Performance of clEnqueueReadBuffer on different HW systems

This is a very generic question and pardon me for that - the intention is to find out if anyone else has experienced an issue like this.

The event timing for clEnqueueReadBuffer of an OpenCL app that runs on Windows 7 64 bit OS on one Hardware isn’t the same as on another Hardware system. We experience spikes of long time to copy data from GPU to host on one system while the performance is fairly consistent and good on the other hardware system.

The system that is slow is on Supermicro chassis with X9DRG-QF motherboard.

Is there a better way to benchmark this or troubleshoot this? We modified the AMD APP SDK to timestamp clEnqueueReadBuffer event and use that as a tool - but we would prefer any existing third party tool to validate and troubleshoot.

Note that we are not interested in kernel execution time as that is same on both our hardware configurations.
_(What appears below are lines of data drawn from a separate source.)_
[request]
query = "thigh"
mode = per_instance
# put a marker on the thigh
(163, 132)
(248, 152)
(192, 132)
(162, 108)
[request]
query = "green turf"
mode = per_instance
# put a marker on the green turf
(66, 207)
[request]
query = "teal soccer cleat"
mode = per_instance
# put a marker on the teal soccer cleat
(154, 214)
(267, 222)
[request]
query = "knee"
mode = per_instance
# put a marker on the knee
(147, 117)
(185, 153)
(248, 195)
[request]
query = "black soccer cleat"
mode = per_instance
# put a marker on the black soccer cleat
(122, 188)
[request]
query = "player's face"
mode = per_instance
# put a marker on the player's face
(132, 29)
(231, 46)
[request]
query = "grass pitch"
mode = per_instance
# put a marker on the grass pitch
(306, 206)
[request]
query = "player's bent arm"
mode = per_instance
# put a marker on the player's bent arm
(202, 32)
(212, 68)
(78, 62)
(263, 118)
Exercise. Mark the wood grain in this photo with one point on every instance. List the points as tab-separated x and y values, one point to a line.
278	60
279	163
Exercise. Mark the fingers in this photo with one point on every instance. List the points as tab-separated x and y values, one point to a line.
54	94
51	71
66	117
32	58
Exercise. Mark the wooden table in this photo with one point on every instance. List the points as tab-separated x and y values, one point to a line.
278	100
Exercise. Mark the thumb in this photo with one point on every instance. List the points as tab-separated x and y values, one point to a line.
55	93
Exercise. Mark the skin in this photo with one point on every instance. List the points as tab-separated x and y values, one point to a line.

Thanks for your readin the post.

You don’t mention the configuration of the system that is fast. The first thing that comes to mind is to ask what other software is running in the background on the Supermicro system? The other possibility, but I don’t have the money to have experience with this, is that the slow copies have to copy data from GPU1 to CPU1 (assuming that GPU1 connects to CPU1) and then on to CPU2 as a thread running there requested the data from GPU1. I think that was called NUMA architecture (non-uniform memory access). So a thread running on CPU1 getting data from GPU1 would see decent bandwidth, while a thread running on CPU2 but accessing GPU1 would see worse bandwidth due to the extra hop from CPU1 to CPU2.